White-Crowned Sparrow

The White-Crowned Sparrows are next in number. They’re singing quite a bit too.

Chipping Sparrow

There also seems to be a lot of Chipping Sparrows this year. They are a bit smaller than the other sparrows and can disappear into a few tufts of grass, so it was nice to run into this guy who seemed to be as interested in me as I was in him.

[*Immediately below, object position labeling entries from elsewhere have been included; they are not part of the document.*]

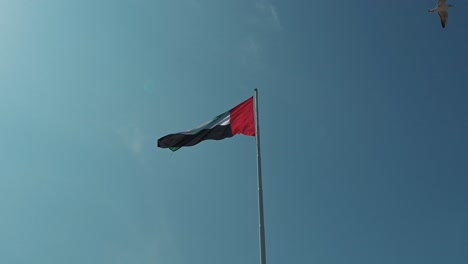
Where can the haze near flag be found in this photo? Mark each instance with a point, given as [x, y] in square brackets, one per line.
[238, 120]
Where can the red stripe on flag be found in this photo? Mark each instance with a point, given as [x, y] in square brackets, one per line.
[242, 118]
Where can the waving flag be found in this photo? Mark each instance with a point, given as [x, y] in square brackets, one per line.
[238, 120]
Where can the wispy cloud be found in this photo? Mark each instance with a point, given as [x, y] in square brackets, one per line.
[266, 7]
[131, 137]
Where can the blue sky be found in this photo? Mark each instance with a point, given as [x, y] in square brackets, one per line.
[364, 127]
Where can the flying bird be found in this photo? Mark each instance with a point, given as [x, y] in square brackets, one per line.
[441, 9]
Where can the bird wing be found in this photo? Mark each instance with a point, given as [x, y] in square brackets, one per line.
[443, 18]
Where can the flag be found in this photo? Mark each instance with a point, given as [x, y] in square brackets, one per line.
[238, 120]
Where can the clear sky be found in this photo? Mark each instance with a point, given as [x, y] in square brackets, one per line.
[363, 113]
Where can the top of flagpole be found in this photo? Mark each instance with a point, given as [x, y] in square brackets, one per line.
[261, 226]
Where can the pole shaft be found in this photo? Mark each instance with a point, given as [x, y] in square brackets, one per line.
[260, 189]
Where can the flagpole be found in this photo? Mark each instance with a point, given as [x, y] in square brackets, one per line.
[260, 189]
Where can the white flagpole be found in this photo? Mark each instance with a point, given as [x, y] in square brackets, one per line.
[260, 189]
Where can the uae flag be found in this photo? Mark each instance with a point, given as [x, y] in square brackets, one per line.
[238, 120]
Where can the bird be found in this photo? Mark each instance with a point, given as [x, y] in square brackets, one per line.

Hanging out with some Chipping Sparrows were three Indigo Buntings. Here’s one of them.

Indigo Bunting

Migrants aren’t only in the park. I found a Savannah Sparrow at 155 North Wacker Drive on my way into work this week.

Savannah Sparrow

I’d been looking for a Lincoln’s Sparrow ever since I tried to make a shaded Song Sparrow into one last week, so I was more than happy to photograph this little guy.

Lincoln’s Sparrow

Lincoln’s always seem so good-natured to me. There’s something bouncy and fresh about this bird with his delicate streaking.

Lincoln’s Sparrow

Back out in the grass, someone looked different. He was far away, but I recognized him immediately. A Clay-Colored Sparrow. In breeding plumage, a downright snazzy looking bird. He was the highlight of my sparrow saga.

Clay-Colored Sparrow

Maybe some day I will bond with a Clay-Colored Sparrow the way I did with this White-Throated one.